On Sun, 05 Oct 2014, Søren Sandmann <soren.sandm...@gmail.com> wrote:
Comments on the patch series below. In the future, please consider
sending smaller patch sets so that I can review them in smaller chunks
of time. Those are easier to find than multiple consecutive hours ...

I know what you mean, I have the same problem following up your comments,
made worse by the fact that a lot of this is no longer fresh in my mind.
Unfortunately, my hands were tied, as I was trying to get as much done
as possible before an externally-imposed deadline, the release of
Raspberry Pi Foundation's WebKit-based browser Epiphany:

http://www.raspberrypi.org/web-browser-released/

Perhaps the thing to do is to thrash out each small group of related
patches one at a time. One advantage of there being so many is that I was
able to re-order them so that related patches (e.g. the benchmarking ones)
were next to each other.

Talking of which:

==================================================================
0002:   lowlevel parse                          Needs work
0003:   affine benchmarker                      Needs work
==================================================================

Both of these could benefit from taking the support for
format/operator parsing and printing in check-format.c and moving it
to utils.[ch], perhaps extended to deal with strings like 'none' etc.

I don't think that makes sense for lowlevel_blt_bench. I was getting
fed up with having to manually add entries to tests_tbl[] in
lowlevel-blt-bench.c and create corresponding patches for each one.
However, I wanted to match the existing conventions of test names,
which meant matching things like "outrev" that differs from the
PIXMAN_OP_OUT_REVERSE style, and they also use short-form pixel format
names like "8888" rather than "a8r8g8b8".

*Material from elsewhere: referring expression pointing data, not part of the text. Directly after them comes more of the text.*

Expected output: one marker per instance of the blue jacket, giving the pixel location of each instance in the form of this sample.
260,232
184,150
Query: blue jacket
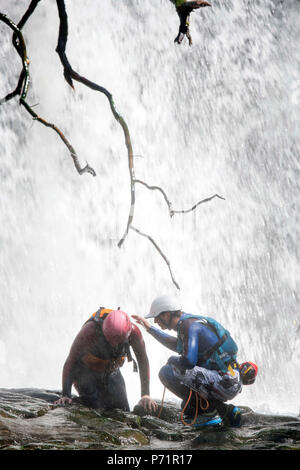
200,341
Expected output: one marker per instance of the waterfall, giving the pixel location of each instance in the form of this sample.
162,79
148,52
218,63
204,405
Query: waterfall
220,117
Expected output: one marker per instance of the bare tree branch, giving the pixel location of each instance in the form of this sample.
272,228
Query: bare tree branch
169,204
23,86
71,75
197,204
159,250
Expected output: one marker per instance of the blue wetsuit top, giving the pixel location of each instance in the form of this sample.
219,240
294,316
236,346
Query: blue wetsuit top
194,339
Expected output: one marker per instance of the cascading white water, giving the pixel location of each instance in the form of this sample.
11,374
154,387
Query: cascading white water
219,117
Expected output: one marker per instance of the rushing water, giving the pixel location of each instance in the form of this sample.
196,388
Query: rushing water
219,117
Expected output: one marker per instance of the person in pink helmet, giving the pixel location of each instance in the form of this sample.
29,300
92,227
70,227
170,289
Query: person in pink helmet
96,355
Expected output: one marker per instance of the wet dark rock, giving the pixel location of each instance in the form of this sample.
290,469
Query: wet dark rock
29,420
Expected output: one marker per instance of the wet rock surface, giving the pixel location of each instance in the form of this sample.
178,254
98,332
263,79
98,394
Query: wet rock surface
29,420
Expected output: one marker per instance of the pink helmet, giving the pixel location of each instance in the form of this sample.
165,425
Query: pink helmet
117,327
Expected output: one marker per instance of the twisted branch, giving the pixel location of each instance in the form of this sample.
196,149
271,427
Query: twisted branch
71,75
169,204
24,81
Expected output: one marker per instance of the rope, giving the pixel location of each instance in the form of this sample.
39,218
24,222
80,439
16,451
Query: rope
162,403
204,404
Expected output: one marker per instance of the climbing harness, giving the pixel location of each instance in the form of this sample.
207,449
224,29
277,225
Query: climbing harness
204,405
222,353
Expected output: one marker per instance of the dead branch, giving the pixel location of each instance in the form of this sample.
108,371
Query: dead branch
24,81
169,204
71,75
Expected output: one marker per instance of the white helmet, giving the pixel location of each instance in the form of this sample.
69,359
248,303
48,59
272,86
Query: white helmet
163,303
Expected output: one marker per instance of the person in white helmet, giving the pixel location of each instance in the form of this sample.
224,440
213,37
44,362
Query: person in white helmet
206,362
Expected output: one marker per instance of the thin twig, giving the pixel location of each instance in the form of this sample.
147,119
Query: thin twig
23,86
159,250
197,204
157,188
169,204
71,75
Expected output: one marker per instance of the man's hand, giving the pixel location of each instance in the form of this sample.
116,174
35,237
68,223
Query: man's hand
115,363
142,321
63,401
148,404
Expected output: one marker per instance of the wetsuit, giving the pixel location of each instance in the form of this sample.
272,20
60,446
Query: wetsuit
93,367
193,368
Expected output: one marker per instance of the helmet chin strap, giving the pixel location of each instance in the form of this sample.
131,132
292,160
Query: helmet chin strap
167,325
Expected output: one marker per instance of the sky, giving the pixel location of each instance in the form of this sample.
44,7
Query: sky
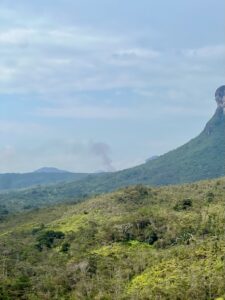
90,85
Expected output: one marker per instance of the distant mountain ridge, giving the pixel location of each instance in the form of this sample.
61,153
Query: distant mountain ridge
50,170
201,158
10,181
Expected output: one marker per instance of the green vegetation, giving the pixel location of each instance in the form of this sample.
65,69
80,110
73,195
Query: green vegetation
18,181
201,158
136,243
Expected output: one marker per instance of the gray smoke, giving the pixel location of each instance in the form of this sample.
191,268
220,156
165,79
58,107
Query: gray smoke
102,150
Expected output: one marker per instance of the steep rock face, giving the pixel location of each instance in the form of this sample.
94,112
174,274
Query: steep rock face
220,97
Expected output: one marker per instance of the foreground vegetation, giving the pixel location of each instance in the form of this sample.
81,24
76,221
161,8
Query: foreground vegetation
136,243
201,158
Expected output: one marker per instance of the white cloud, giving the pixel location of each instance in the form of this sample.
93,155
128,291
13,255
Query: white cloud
214,51
80,111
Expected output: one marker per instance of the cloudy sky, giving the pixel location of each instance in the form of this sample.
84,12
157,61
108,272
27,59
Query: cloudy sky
89,85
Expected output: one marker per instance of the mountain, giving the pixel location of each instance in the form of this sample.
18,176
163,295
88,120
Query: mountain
201,158
50,170
11,181
136,243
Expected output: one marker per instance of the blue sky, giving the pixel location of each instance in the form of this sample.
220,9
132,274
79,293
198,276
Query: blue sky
104,84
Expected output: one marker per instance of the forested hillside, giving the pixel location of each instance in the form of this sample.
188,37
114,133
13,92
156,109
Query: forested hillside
201,158
136,243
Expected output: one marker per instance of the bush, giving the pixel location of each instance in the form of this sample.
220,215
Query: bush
184,204
47,238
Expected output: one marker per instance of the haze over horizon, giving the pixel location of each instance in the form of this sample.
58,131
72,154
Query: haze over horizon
104,85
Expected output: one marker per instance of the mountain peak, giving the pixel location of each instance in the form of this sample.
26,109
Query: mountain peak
220,98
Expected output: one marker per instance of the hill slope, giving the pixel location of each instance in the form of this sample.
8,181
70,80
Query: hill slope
10,181
137,243
201,158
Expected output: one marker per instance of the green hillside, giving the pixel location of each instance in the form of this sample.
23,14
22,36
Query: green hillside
11,181
201,158
136,243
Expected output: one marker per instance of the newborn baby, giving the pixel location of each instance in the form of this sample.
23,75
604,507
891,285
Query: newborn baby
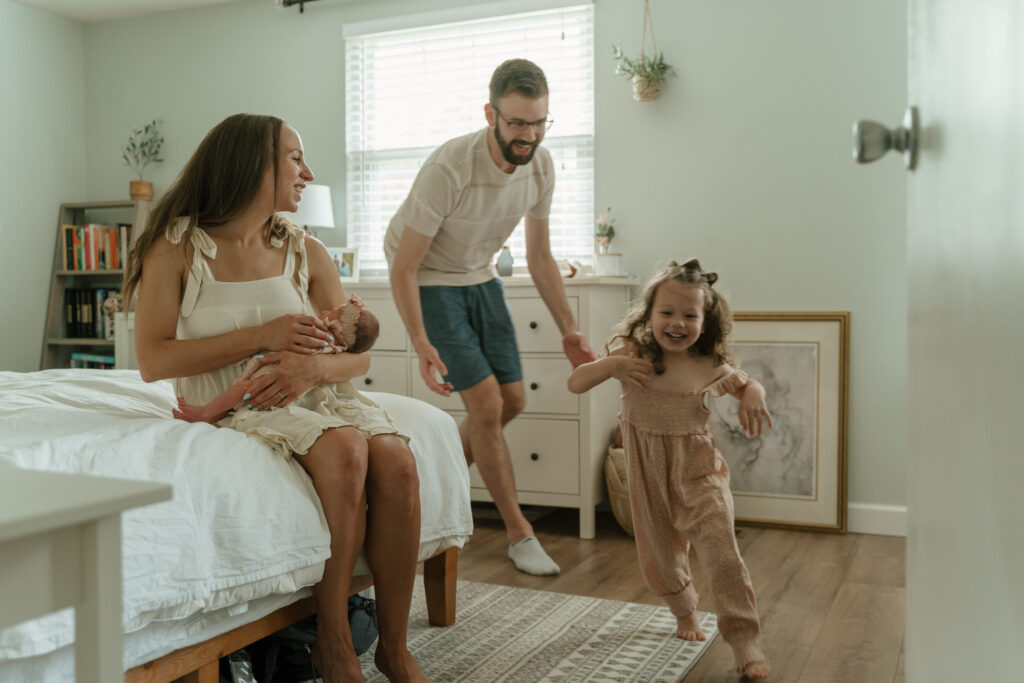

There's also the important subtlety in the order of entries in
combine_type[] that strings are listed before any substrings so that
the "greediest" match is processed first. This is important because
the separator character '_' can appear both within the operator name
and between the operator and the first format.

However, since I was free to invent the command-line syntax for
affine-bench, I went with space-separated arguments that could easily be
parsed using format_from_string() and operator_from_string() so I have
changed those. I note that operator_name() and format_name() don't use
a macro like I did, so have the possibility of human error causing the
numerical and string versions to get out of step. Would you object if
I changed them so that they do use macros?

Also some coding style issues. (Use a typedef for structs, don't
define a struct on a single line, braces around statements that span
multiple lines -- see CODING_STYLE for more information.

To be fair, CODING_STYLE doesn't say anything about structs, and it's
harder to spot the absence of examples of something when you're trying
to copy the existing house style.

I have updated these two patches locally and will repost when I hear your
preference about the use of macros in operator_name() and format_name().